Pelosi initially called for the party’s election to be delayed until after the Thanksgiving holiday and, after a contentious, 90-minute closed-door meeting, officials agreed to put the process on hold.

"I think it’s healthy," Minority Whip Steny Hoyer (D-Md.) told Politico of the session. "I think we’re going to talk. I think that’s appropriate. I don’t think it’s going to make any substantial difference on the [leadership] elections … but I think that it is absolutely important for members to feel they’ve got an opportunity to express their opinions."
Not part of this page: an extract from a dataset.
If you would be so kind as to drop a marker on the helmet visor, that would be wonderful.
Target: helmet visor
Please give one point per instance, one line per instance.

RTS9HBI Democratic presidential candidate Bernie Sanders waves to the crowd as he arrives to speak at a campaign rally in Warren, Michigan, March 5, 2016. Photo: Reuters

In contrast, the GOP’s House leadership election process went off without a hitch, with House Speaker Paul Ryan being re-elected to his leadership post in a unanimous vote.
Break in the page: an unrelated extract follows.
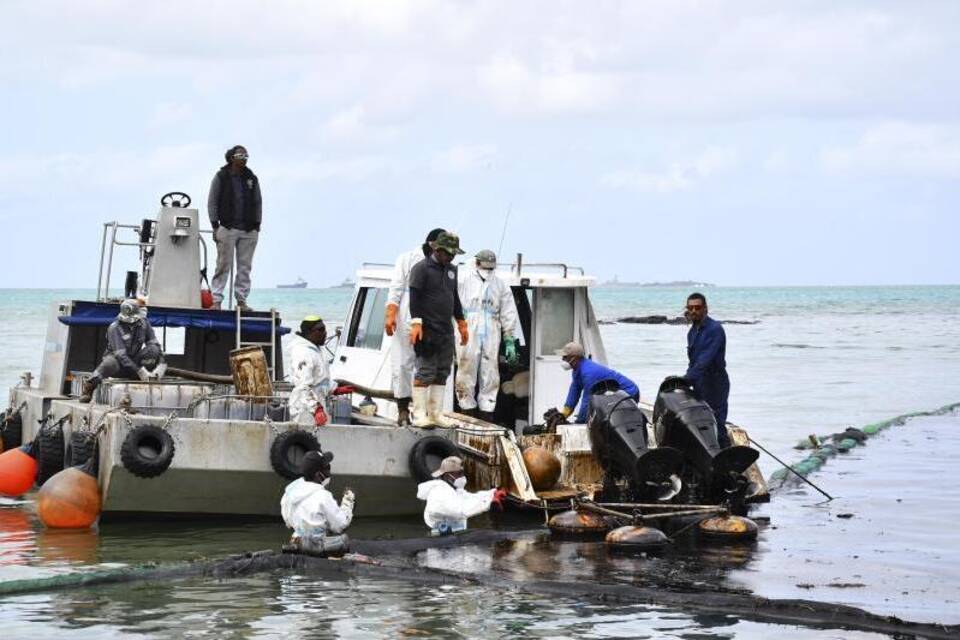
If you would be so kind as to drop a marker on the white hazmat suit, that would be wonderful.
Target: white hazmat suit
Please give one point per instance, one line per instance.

Beyond Congress, Democrats are looking to stand out to voters in future elections, including the 2020 presidential contest. Democrats want someone able to appeal to the core message of change and immediate reform in D.C. that the GOP harnessed in 2016. Sanders, who took on Hillary Clinton in the Democratic primaries and was once believed to have a potential landslide victory over Trump, has already said he won't take another run for the White House off the table just yet.

"Four years is a long time from now," Sanders told the Associated Press. “We'll take one thing at a time, but I'm not ruling out anything… It is an embarrassment, I think, to the entire of Democratic Party that millions of white working-class people decided to vote for Mr. Trump, which suggests that the Democratic message of standing up for working people no longer holds much sway among workers in this country."
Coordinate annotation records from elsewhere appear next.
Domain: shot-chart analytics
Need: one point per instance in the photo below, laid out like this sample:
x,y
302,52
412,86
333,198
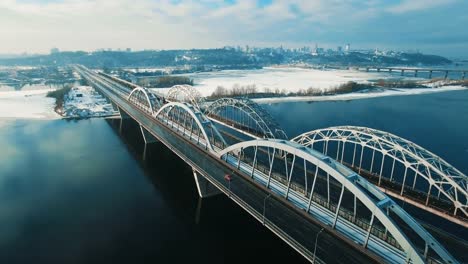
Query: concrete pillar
x,y
204,187
123,114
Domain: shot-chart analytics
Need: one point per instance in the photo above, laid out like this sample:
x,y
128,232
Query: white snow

RTSJMIW Senator Elizabeth Warren (D-MA) addresses the Democratic National Convention in Philadelphia, Pennsylvania, July 25, 2016. Photo: Reuters

And then there’s Sen. Elizabeth Warren, the Massachusetts firebrand once seen as a top-pick for joining Clinton on the Democratic ticket. Her appeal to middle-class Americans and liberals and effervescent campaign stumps for has been lauded as the enthusiasm and determination the Democratic party needs moving forward.

Both Sanders and Warren were seen as instrumental figures in igniting the Democratic Party’s base for Clinton during the campaign. Warren took on Trump during several high-profile speeches, where she baited the GOP nominee for attacking minorities and the working class. 

Sanders was announced the Democratic Party's chairman of Democratic outreach Thursday, while Warren seems to be positioning herself to continue her fight against Trump's policies.

"We will stand up to bigotry. No compromises ever on this one. We will fight back against attacks on Latinos, on African Americans, on women's, on Muslims, on immigrants, on disabled Americans, on anyone," Warren said after the GOP’s Election Day victory. "Whether Donald Trump sits in a glass tower or sits in the White House, we will not give an inch on this, not now, not ever."